Em meio a períodos de grande instabilidade financeira, municípios amazonenses têm desembolsado milhões com cachês de artistas nacionais. Os gastos podem variar a partir de R$ 100 mil e podem ultrapassar a casa de R$ 1 milhão.
Os valores exorbitantes poderiam ser empregados em investimentos para saúde, educação, infraestrutura, entre outras áreas. O alto custo traz à tona novamente o questionamento das reais prioridades dos gestores e os impactos na rotina da população.
Nas festas que aconteceram no interior do Amazonas ao longo deste ano, artistas de diferentes gêneros musicais receberam altos cachês. As apresentações, geralmente, acontecem para comemorar datas como o aniversário do município, valorizar o produto regional mais popular, entre outros motivos.
Em Maués, por exemplo, a Festa do Guaraná reuniu uma multidão para o show de Klessinha. A cantora recebeu um cachê médio de mercado, com valor que gira entre R$ 130 mil e R$ 150 mil.
O evento também contou com Natanzinho Lima, que costuma receber, em média, entre R$ 500 mil e R$ 700 mil, por show. Outra atração foi Léo Santana, cujo cachê também fica na faixa de R$ 500 mil a R$ 700 mil.
Já em Maraã, os festejos realizados em março deste ano contaram com Netto Brito, cujo cachê médio é estimado entre R$ 150 mil e R$ 260 mil. A programação incluiu também a banda Rabo de Vaca, que possui média de mercado entre R$ 250 mil e R$ 500 mil, o que levou o Ministério Público do Amazonas (MPAM) a abrir uma Ação Civil Pública para investigar a proporcionalidade dos gastos.
Cancelamentos
O órgão ministerial também recomendou à Prefeitura de Tefé que cancelasse ou suspendesse os shows de Simone Mendes, cujo cachê costuma variar entre R$ 700 mil e R$ 900 mil. A recomendação foi feita no mês de abril.
Além disso, foi sugerida a suspensão das apresentações de Pablo, que no mercado recebe entre R$ 250 mil e R$ 900 mil, e de Marcynho Sensação, cujo cachê médio fica entre R$ 100 mil e R$ 200 mil.

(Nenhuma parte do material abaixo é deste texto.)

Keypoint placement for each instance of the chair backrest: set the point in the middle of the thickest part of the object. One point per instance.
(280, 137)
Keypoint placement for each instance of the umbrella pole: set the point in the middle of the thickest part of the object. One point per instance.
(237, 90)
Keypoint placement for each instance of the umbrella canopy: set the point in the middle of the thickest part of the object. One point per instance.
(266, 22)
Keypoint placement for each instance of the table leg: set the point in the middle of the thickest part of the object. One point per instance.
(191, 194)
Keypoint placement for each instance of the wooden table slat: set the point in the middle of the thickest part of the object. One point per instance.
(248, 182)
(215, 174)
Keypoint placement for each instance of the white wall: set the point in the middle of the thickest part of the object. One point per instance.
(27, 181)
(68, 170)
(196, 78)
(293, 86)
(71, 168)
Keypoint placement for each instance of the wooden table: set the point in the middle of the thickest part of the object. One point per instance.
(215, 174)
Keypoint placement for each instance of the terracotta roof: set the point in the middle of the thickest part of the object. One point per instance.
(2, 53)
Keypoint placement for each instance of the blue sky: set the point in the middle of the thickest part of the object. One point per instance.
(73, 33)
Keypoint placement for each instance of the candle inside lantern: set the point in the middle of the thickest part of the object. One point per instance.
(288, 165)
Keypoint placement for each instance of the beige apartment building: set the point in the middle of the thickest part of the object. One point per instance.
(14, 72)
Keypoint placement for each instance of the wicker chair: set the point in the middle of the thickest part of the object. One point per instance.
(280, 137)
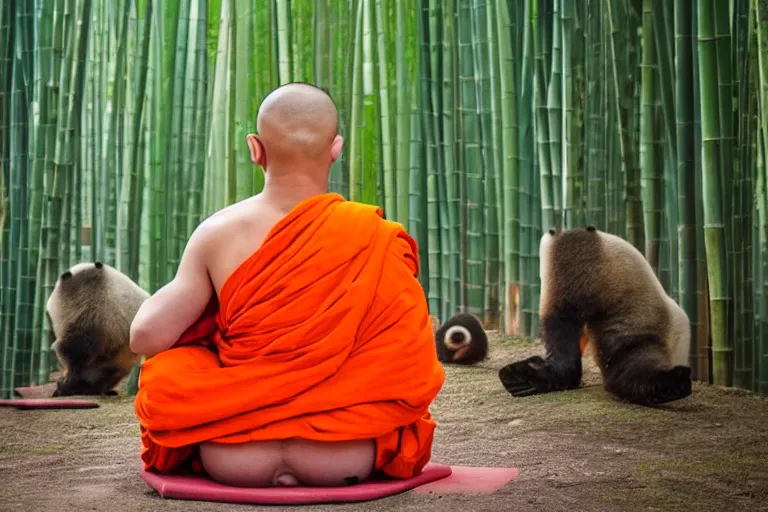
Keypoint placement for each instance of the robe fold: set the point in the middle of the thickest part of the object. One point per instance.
(323, 333)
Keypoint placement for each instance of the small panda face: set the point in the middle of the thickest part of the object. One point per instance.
(456, 337)
(461, 340)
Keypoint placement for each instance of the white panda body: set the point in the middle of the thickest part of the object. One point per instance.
(602, 282)
(90, 312)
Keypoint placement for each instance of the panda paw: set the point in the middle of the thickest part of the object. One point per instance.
(527, 377)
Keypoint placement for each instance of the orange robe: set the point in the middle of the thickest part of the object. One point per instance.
(323, 333)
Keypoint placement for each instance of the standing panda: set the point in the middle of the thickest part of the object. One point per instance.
(90, 313)
(461, 340)
(597, 286)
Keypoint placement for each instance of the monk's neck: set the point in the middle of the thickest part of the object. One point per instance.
(289, 190)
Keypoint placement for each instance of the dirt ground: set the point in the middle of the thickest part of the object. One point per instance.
(578, 450)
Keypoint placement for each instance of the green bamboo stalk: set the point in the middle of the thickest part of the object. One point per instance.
(444, 72)
(245, 106)
(197, 139)
(282, 33)
(686, 173)
(509, 165)
(471, 183)
(622, 83)
(489, 227)
(404, 71)
(525, 270)
(713, 208)
(761, 28)
(386, 118)
(133, 184)
(541, 52)
(650, 151)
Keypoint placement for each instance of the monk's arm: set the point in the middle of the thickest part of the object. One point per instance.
(164, 317)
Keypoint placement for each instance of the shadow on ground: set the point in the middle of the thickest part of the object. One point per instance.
(576, 451)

O objetivo da recomendação era evitar que os cofres públicos arcassem com R$ 2,15 milhões em meio a restrições orçamentárias e aos efeitos da estiagem.
Vale reforçar que todos os valores citados acima representam estimativas de mercado e não necessariamente os montantes globais pagos pelos municípios.
Impactos e necessidades
Na avaliação do cientista político Helso Ribeiro, os impactos das decisões dos gestores são sociais, além de administrativos. Isso porque, a população necessita de infraestrutura adequada e saúde e educação de qualidade.
“A população passa o ano inteiro sofrendo por falta de recursos, mas muitas vezes encara o evento como um alívio. Isso remete ao ‘pão e circo’: o povo segue na pindaíba, mas diz ‘o prefeito nos divertiu’. O impacto real não é percebido porque o sofrimento já é parte do cotidiano. A euforia do momento mascara o fato de que aquele gasto elevado não melhora nada, e pode até agravar a penúria depois”, afirma Ribeiro.
Sobre o investimento em artistas nacionais, o cientista é direto: “Em lugares com forte carência, esse desequilíbrio fica ainda mais evidente. Priorizar artistas locais seria mais inteligente e muito mais barato, já que muitos não receberiam nem 10% de um cachê nacional. Esse dinheiro poderia minimizar o sofrimento da população se fosse aplicado no básico, especialmente na saúde e na educação”.
Legitimidade
Quanto à legitimidade do uso de verba pública, Ribeiro destaca: “Além da legalidade, existe a concordância da população. Gastar com cultura é legítimo, mas precisa de bom senso. Você não pode ter um município sem uma casinha de saúde e, ao mesmo tempo, gastar o equivalente a construir três delas em um único show. Por outro lado, quem vende cerveja, churrasquinho ou água na festa acha maravilhoso, mas não percebe que o dinheiro do show saiu de impostos que poderiam beneficiar a própria família”.
O especialista reforça, ainda, que a cultura é importante, mas deve ser incentivada com responsabilidade. “Fomentar a cultura local é uma saída. O lazer é importante, mas não pode atropelar necessidades básicas”, afirmou.
No Amazonas, grandes eventos são uma das poucas oportunidades de lazer em regiões isoladas. Por outro lado, as necessidades básicas permanecem. A questão não é acabar com os shows, mas avaliar como são organizados, quanto custam e se atendem às prioridades da cidade.